Меня никогда не оставляла мысль, что эта серьёзная проблема должна быть решена, поэтому я постоянно искала выходы из этой ситуации. За время учёбы в начальной школе у сына сменилось несколько учителей каллиграфии. Сначала Сашу учили писать пером, но ему было непонятно, как строится каллиграфический шрифт, и как можно освоить всю эту премудрость. Он говорил: «Я не могу… Я не понимаю… У меня не получается…». Ему было скучно и неинтересно, у него шло сопротивление. Потом в центре развития у нас была договорённость с одним преподавателем, но её сменила другая. Причём в процессе занятий я увидела, что результат учёбы декларируется, но не достигается. Работа велась по чужой методичке, а своего опыта у молодого учителя не было, поэтому нам пришлось расстаться. Небольшой сдвиг Саша получил на интенсиве: прошёл 10 занятий по коррекции почерка. Появились проблески нормального письма, но результат не закрепился. Сын вскоре съехал на прежний уровень, а потом и вовсе ушёл в режим «нате-отстаньте».

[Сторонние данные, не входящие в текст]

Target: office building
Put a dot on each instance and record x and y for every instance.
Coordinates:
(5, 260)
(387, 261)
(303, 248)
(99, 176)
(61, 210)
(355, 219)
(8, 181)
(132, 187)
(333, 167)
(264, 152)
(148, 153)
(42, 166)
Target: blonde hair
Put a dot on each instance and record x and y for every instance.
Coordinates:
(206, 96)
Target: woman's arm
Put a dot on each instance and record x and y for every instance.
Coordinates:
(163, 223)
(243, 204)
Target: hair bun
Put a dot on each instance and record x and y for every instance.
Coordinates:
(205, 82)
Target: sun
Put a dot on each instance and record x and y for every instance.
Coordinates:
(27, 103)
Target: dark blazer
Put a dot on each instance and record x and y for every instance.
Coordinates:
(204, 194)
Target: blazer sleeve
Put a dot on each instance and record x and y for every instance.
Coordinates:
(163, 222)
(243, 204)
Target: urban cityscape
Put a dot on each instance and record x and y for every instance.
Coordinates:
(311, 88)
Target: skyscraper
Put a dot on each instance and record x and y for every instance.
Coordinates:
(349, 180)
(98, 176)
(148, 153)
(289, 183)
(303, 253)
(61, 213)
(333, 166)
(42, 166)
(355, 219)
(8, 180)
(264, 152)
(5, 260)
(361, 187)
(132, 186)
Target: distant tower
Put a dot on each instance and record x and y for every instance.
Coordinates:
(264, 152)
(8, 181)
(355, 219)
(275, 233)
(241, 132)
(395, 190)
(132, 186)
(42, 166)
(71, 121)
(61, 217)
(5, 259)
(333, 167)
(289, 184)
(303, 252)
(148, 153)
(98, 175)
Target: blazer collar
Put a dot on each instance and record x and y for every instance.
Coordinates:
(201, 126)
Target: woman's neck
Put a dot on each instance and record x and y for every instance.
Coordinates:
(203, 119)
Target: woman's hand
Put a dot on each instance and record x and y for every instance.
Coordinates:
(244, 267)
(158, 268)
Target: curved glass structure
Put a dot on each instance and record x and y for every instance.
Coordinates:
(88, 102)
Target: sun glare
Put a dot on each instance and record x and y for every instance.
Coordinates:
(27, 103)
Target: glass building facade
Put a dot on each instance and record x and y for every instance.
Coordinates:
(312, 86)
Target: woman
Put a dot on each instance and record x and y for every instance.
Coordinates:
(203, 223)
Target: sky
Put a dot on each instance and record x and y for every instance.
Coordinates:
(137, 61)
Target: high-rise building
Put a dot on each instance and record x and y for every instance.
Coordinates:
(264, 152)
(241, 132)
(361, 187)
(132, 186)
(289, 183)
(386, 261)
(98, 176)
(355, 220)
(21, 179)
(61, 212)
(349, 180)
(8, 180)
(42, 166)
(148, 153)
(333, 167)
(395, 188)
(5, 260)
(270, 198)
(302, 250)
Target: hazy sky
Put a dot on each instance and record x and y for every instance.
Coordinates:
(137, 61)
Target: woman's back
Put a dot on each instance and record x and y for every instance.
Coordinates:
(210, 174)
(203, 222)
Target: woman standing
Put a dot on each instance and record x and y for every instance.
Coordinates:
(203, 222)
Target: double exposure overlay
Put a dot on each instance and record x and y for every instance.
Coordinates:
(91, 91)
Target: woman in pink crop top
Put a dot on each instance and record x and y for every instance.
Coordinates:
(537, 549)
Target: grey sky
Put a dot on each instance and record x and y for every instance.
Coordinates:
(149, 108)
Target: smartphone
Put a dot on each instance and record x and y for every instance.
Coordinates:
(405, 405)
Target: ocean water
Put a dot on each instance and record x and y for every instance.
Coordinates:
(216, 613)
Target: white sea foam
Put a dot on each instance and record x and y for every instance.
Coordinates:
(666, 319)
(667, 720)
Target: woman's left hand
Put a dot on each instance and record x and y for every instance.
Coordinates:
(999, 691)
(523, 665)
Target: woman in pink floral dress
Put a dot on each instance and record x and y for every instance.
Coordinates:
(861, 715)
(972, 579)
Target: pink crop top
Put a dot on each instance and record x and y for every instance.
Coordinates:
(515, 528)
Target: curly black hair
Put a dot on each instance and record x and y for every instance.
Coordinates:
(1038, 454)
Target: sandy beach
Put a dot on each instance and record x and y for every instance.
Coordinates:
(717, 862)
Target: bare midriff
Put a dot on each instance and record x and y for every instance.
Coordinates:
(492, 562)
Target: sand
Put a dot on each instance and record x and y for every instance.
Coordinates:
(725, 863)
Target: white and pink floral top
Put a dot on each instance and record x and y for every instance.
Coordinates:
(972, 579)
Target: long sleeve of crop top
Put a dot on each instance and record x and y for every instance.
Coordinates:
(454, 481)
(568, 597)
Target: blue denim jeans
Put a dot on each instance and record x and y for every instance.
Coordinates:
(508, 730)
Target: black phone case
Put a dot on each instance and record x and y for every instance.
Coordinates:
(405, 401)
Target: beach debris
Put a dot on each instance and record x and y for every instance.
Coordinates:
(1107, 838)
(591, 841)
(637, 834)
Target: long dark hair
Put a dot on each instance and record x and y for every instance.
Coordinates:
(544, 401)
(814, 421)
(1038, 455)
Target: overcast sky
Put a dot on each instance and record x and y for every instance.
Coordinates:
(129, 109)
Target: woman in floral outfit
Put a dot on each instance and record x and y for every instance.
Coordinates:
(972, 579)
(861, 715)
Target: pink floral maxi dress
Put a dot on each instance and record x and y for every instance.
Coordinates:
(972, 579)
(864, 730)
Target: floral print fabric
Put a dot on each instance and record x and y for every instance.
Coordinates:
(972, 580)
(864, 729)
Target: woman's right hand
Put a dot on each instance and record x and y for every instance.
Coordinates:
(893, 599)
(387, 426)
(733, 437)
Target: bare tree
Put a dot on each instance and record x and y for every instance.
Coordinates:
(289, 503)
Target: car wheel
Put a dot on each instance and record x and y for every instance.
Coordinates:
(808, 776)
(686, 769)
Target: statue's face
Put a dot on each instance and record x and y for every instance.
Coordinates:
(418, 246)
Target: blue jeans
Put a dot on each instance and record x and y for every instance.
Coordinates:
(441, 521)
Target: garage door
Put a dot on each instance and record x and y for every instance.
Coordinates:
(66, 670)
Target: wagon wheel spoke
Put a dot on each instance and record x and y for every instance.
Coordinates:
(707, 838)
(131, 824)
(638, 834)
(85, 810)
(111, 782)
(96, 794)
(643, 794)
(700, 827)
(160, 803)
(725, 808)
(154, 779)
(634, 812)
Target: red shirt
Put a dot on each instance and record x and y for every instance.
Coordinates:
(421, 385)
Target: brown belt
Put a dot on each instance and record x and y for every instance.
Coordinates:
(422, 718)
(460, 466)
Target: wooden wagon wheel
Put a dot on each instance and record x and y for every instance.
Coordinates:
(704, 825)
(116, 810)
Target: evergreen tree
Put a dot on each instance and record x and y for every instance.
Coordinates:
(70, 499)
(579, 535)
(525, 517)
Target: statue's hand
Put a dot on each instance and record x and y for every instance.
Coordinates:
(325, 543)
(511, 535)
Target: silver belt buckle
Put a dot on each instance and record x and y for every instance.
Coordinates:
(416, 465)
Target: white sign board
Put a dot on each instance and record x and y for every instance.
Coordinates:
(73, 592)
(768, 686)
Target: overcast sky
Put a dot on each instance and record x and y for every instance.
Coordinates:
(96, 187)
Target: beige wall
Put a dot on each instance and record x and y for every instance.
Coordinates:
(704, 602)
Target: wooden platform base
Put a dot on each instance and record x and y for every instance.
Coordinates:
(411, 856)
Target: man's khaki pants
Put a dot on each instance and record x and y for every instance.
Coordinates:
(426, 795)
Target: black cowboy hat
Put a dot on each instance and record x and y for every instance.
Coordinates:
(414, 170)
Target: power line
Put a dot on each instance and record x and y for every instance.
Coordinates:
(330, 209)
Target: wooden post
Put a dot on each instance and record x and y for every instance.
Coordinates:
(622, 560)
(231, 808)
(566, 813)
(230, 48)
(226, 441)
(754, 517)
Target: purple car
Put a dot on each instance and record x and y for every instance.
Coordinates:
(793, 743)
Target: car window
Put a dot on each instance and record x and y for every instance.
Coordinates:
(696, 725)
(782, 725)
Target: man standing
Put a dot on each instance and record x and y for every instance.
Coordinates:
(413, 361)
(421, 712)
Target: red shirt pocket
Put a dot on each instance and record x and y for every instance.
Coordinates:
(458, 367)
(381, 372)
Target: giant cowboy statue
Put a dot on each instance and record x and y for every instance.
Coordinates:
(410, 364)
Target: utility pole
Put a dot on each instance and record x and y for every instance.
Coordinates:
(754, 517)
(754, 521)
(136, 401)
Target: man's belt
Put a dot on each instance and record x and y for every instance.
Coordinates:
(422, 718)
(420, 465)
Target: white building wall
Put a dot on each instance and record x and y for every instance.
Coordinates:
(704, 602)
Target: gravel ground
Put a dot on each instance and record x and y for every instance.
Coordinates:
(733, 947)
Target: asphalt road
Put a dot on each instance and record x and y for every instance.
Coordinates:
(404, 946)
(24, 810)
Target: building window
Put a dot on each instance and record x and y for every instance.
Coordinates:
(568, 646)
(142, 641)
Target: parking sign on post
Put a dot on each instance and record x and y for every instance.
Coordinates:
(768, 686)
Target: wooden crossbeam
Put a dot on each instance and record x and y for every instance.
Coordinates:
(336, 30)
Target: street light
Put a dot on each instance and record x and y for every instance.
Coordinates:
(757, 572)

Я продолжала искать, цепляясь за любую информацию по этой теме. «Каллиграфъ» нашла, когда смотрела ролики о почерке на YouTube. Оттуда перешла на сайт «Каллиграфа» и пока всё ни изучила — не смогла остановиться. Даже ночью сидела и смотрела материалы о «Каллиграфе». И чем больше я читала статей о Татьяне Михайловне Леонтьевой в различных газетах и журналах, отзывов родителей и учеников, чем больше я погружалась в тему и анализировала, тем больше у меня возникало доверия к этому курсу. Все пазлы складывались в целостную картинку: здесь я увидела систему, которая давала практический результат, и решила действовать.

Рассказала об этом своей маме: «Мама, вот шанс, который поможет исправить нашу ситуацию». Она послушала меня и сказала: «Скорее всего, так оно и есть. Только не знаю, как ты в Омск поедешь…». Смеюсь в ответ: «И я тоже не знаю, как… Знаю одно: для женщины главное — вымечтать!». И вот с прошлого года мы «вымечтовывали». Я уже наметила время прилёта, забронировала гостиницу… И вдруг — нам помог коронавирус! В итоге наша мечта о красивом почерке осуществилась своеобразно: не через наш прилёт в Омск, а через онлайн-курс. Когда в начале июля интернет-уроки закончились, мама мне призналась: «Вообще-то я не верила, что это возможно, но чувствовала твой настрой и решила тебя поддержать».

Татьяна Михайловна Леонтьева сделала то, что до неё не смог сделать ни один учитель каллиграфии. Я была восхищена её педагогической работой! Она разделила учёбу на простые части и так основательно проработала каждую ступеньку курса, что он усваивается необыкновенно легко. Была тщательно и глубоко продумана подача учебного материала. Не осталось ни одного момента, где ученику сложно или непонятно. Ребёнок поднимался по этим ступенькам, как по лестнице, и не существовало такого места, где можно было бы споткнуться и сказать: «Я не могу, у меня не выходит». Новые буквы и цифры создаются одновременно рационально и каллиграфически. Когда Саша это понял и научился делать буквы красивыми, то я, как человек, окончивший пединститут, стала получать от контроля за процессом его письма эстетическое наслаждение. Я была восхищена качеством педагогической работы, сделанной с огромной заботой об учениках.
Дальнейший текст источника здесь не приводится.